Your recent work has been factual books about the Revolutionary War but you have three fiction series to your name. Which have you enjoyed researching and writing more?
It’s hard to say whether I like fiction or nonfiction more. They are such different animals. I enjoy the challenge of fiction, creating realistic characters and plots that keep the pages turning. On the other hand, with nonfiction you still need to flesh out characters and keep the pages turning, but you are limited by the fact that you can’t make things up! One of the things I most love to hear is “your nonfiction reads just like a novel.” That’s the idea. And I think my years of writing fiction have helped with that.
Are you likely to write any more fiction?
I’d like to write more fiction but right now the publishers don’t seem so interested in historical fiction that they perceive as being directed toward a male readership. So for the immediate future, it’s nonfiction.
Where did your interest in the sea originate?
That’s hard to say. I have always been drawn to ships and the sea. No one in my family sails or has any real interest in the sea, so I didn’t get it from them. I really believe it’s something you are born with. I tell people it’s clearly a genetic disorder, and not learned behaviour.

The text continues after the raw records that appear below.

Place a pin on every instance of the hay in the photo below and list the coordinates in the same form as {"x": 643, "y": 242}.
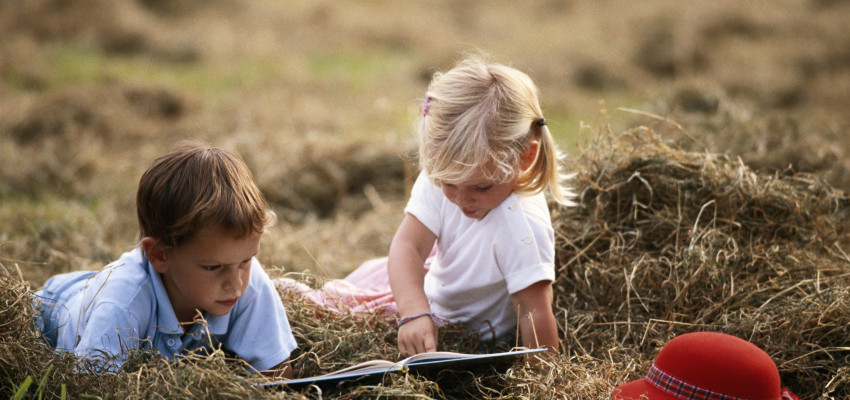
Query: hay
{"x": 666, "y": 242}
{"x": 663, "y": 242}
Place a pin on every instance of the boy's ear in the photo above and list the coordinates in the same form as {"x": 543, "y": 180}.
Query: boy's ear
{"x": 530, "y": 155}
{"x": 156, "y": 254}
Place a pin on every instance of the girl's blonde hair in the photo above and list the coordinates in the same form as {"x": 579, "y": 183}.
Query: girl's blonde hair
{"x": 484, "y": 115}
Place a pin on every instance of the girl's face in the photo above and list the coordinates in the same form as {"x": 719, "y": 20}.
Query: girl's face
{"x": 476, "y": 196}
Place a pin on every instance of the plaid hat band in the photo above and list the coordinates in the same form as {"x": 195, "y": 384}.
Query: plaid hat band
{"x": 683, "y": 390}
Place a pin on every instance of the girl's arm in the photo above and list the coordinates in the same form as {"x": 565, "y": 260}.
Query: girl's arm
{"x": 536, "y": 320}
{"x": 410, "y": 248}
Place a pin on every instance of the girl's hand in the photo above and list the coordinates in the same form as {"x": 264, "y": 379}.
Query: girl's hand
{"x": 417, "y": 336}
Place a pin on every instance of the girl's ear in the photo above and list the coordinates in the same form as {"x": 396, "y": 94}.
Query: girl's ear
{"x": 530, "y": 155}
{"x": 156, "y": 254}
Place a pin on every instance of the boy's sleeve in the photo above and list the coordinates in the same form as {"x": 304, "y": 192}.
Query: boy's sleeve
{"x": 108, "y": 333}
{"x": 259, "y": 332}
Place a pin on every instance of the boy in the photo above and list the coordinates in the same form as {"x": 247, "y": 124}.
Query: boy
{"x": 193, "y": 282}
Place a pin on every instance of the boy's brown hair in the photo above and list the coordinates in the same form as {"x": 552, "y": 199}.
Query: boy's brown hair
{"x": 196, "y": 187}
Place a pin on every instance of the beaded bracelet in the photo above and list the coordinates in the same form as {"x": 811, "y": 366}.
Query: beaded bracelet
{"x": 440, "y": 322}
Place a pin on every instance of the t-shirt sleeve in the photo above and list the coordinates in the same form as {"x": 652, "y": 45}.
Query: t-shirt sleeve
{"x": 260, "y": 332}
{"x": 526, "y": 254}
{"x": 426, "y": 201}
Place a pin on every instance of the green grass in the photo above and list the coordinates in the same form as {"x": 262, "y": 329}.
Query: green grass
{"x": 74, "y": 64}
{"x": 357, "y": 69}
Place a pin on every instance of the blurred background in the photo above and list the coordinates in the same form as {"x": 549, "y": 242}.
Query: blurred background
{"x": 320, "y": 97}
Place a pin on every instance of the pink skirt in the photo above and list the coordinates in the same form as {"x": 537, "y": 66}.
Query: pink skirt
{"x": 365, "y": 290}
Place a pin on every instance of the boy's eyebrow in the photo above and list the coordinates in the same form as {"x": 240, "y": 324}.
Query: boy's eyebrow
{"x": 213, "y": 262}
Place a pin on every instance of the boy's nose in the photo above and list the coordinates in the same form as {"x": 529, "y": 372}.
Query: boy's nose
{"x": 234, "y": 280}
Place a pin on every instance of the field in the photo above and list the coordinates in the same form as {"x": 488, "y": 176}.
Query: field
{"x": 709, "y": 140}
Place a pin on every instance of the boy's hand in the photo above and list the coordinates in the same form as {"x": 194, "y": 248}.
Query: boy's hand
{"x": 417, "y": 336}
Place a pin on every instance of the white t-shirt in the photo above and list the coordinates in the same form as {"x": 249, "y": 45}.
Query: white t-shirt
{"x": 480, "y": 263}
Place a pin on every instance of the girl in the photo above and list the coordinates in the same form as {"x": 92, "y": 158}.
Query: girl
{"x": 476, "y": 244}
{"x": 486, "y": 157}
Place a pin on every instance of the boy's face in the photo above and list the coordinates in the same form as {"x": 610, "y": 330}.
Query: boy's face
{"x": 208, "y": 273}
{"x": 476, "y": 196}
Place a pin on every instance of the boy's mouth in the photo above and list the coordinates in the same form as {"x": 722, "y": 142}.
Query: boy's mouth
{"x": 228, "y": 302}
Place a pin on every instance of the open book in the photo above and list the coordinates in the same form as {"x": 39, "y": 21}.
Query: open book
{"x": 420, "y": 363}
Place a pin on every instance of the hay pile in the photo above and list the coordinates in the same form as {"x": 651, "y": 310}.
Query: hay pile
{"x": 667, "y": 242}
{"x": 663, "y": 242}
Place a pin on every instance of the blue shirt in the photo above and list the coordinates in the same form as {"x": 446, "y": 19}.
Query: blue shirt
{"x": 125, "y": 306}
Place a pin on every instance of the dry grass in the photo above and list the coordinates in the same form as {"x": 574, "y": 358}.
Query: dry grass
{"x": 663, "y": 242}
{"x": 319, "y": 98}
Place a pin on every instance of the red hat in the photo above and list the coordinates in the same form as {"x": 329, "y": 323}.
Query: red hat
{"x": 708, "y": 366}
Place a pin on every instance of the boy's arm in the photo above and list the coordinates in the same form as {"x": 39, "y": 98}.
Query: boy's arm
{"x": 280, "y": 371}
{"x": 536, "y": 321}
{"x": 410, "y": 248}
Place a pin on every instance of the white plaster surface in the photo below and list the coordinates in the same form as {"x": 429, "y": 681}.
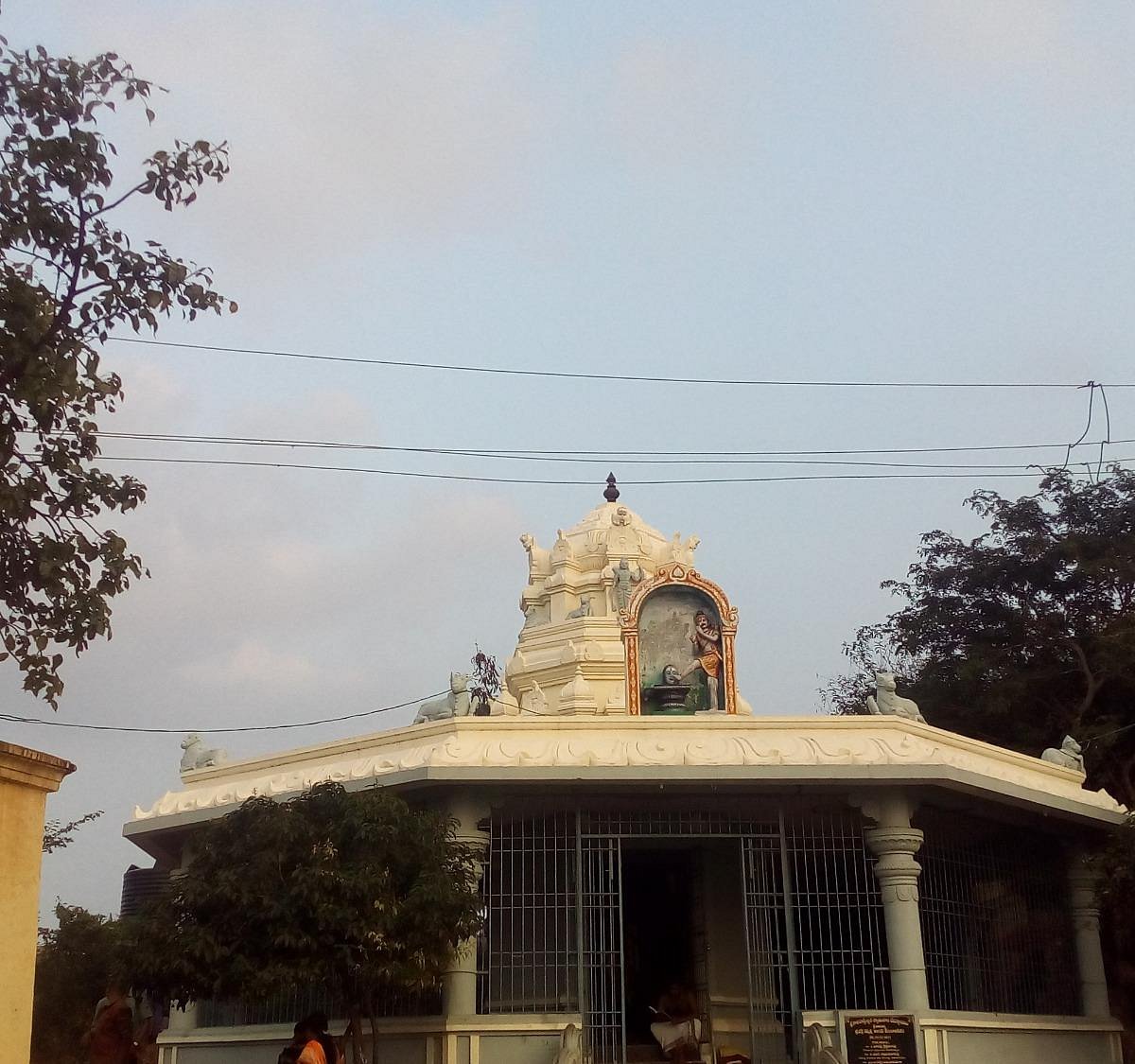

What intrigues you about the Age of Sail?
Like my love of ships and the sea, I have always been drawn to history. I love delving into the past and trying to get a sense for what the people were like, what their lives were like. I am awed looking at relics from the past. So it’s only natural that I would be drawn to the Age of Sail, particularly the 18th and 19th Centuries, the high-water mark for sailing ships. But that doesn’t mean I’m not fascinated by other periods. I’ve been floored by relics from ancient Mesopotamia and from WWII. Though Age of Sail is my speciality, and what I love most, I do love it all.
Is there anything else you would like to share with readers?
Always grateful for the dwindling but still significant number of people who enjoy the old technologies of words printed on paper in book form. And indeed for any readers, who are becoming fewer and further between. It’s always nice to hear from them. Thanks for your support and I hope you enjoy the new book!
George Washington's Great Gamble is published by International Marine/Ragged Mountain Press is available in the US. It will be released in the UK on 21 June 2010.